Magnetic Field Produced by Solenoid

Question

I was reading about solenoids and came to know that the magnetic field strength of a solenoid is greatly increased by

1. Increasing the number of turns in the solenoid coil (directly proportional to square of number of turns);
2. Using a soft iron core;
3. Increasing the current flowing through the solenoid;
4. Reducing the spacing between the turns of the coil.

So if the coil is made tighter and tighter, the field will become stronger because flux leaks are reduced.

But say we reduced the gap to such an extent that the turns will be as good as in contact. In other words,

If I take a hollow cylinder and connect two of its ends to opposite terminals of a battery, what will happen to the magnetic field?

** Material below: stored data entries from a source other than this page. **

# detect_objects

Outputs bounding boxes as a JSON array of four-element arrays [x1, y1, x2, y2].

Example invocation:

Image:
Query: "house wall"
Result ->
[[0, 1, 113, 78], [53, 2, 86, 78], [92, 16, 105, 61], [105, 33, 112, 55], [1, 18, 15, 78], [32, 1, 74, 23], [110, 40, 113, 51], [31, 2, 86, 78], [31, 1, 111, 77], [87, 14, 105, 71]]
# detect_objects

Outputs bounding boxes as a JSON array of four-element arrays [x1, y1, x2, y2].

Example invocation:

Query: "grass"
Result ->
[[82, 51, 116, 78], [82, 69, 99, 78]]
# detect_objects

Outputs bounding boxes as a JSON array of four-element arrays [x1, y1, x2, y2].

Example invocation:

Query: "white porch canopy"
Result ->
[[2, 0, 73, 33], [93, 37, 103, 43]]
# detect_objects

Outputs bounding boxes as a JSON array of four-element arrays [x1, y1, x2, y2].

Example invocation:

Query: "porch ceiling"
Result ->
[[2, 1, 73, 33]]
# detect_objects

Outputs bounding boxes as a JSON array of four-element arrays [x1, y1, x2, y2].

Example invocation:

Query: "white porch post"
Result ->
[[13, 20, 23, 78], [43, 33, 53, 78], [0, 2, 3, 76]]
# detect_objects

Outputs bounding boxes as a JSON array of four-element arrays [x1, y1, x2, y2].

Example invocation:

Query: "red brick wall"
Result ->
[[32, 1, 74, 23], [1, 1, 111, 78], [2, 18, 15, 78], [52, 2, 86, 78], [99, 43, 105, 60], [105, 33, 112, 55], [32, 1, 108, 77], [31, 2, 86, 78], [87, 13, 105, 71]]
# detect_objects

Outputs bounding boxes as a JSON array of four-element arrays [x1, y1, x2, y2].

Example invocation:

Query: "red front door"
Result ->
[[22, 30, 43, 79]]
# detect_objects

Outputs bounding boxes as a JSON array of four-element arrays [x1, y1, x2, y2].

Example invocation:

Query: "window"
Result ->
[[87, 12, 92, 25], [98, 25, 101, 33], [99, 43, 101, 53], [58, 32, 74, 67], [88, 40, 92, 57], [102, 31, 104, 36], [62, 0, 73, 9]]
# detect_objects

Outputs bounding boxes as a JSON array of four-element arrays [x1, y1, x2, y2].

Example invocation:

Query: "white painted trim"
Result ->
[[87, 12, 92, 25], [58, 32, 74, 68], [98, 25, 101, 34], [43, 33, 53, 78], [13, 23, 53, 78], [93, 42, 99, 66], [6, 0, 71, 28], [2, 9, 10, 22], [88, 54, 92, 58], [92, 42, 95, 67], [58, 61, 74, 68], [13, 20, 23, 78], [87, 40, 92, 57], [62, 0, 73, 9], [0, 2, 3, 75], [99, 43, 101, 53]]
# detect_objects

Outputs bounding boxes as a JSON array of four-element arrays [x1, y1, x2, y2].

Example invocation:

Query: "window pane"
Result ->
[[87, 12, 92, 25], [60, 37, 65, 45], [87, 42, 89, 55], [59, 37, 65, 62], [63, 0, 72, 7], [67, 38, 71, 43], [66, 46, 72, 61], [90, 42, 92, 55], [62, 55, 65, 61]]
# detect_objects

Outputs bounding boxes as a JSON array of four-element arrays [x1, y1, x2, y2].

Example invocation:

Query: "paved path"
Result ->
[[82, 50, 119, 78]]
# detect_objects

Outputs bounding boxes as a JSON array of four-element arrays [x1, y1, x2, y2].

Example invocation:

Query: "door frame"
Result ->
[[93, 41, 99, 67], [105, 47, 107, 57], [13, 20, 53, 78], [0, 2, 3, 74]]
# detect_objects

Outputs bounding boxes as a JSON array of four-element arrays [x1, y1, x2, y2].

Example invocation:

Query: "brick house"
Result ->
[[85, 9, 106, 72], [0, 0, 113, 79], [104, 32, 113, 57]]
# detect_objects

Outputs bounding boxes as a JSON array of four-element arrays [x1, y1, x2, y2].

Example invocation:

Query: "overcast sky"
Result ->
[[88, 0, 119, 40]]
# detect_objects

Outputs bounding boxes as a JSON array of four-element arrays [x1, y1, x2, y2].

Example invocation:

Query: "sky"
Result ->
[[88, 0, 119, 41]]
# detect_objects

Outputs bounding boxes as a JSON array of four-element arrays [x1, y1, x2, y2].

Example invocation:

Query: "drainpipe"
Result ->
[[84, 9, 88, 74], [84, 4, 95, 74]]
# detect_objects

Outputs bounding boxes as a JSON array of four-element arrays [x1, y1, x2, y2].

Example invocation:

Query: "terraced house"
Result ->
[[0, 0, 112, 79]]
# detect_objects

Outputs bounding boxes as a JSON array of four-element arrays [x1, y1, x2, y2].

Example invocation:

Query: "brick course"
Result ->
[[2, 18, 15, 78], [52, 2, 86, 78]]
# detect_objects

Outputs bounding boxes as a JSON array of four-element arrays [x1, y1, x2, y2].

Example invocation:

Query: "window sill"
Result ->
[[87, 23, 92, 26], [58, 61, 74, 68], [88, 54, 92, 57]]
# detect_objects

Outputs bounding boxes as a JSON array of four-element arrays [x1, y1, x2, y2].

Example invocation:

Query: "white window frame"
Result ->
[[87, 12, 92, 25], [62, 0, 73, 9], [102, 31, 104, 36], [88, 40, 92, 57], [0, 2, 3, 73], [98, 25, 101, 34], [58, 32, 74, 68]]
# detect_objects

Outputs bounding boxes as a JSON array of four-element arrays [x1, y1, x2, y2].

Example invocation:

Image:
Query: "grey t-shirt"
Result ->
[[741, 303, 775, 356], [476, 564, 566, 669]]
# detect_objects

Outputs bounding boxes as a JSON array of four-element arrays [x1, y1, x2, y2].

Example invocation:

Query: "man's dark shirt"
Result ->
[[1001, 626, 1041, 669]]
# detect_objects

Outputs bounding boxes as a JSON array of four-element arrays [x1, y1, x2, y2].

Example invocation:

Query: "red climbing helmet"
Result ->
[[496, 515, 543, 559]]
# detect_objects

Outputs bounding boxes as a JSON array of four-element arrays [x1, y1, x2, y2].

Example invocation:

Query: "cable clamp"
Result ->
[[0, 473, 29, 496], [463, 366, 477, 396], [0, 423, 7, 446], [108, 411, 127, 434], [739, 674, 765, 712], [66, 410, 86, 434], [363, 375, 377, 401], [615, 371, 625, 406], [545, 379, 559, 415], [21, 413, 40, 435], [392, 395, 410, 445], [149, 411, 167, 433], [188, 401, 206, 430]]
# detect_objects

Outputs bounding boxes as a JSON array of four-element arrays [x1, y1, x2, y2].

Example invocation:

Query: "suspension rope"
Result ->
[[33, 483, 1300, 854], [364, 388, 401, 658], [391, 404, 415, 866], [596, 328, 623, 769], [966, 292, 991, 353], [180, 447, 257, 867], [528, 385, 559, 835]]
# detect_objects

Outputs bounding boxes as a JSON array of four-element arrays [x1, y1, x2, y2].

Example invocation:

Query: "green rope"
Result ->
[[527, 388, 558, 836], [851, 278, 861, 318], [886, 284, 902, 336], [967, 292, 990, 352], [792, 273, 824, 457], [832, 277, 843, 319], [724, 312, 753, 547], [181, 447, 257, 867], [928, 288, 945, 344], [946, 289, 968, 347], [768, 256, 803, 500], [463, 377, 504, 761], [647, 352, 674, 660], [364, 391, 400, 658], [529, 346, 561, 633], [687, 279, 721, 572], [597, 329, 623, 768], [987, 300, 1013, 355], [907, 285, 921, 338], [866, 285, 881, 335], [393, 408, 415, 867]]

From the above reasoning it appears as if it would increase, but again I presume that current will take shorter paths and therefore the cylinder will become the equivalent of a parallel combination of many wires of thickness $dx$ ($dx$ would be equal to width of a metal lattice, I presume), which will not behave as a solenoid but rather like a really weak bar magnet with no field line in the centre.

Answer 1

A theta pinch, is similar to what you describe. It is essentially a sheet of metal folded to form a cylinder. Usually it is produce a very intense magnetic field for a short time since the current is pulsed.

Reference

Answer 2

The hollow cylinder will not generate a solenoid-like magnetic field, as you predicted. The current will move parallel to the cylinder's axis and not in circles around the circumference.

You are correct about the decreased spacing between the coils resulting in stronger magnetic fields. This is why wire that is manufactured for creating electromagnets is coated with extremely thin insulation. This allows for much tighter windings due to there being less insulation getting between the wires.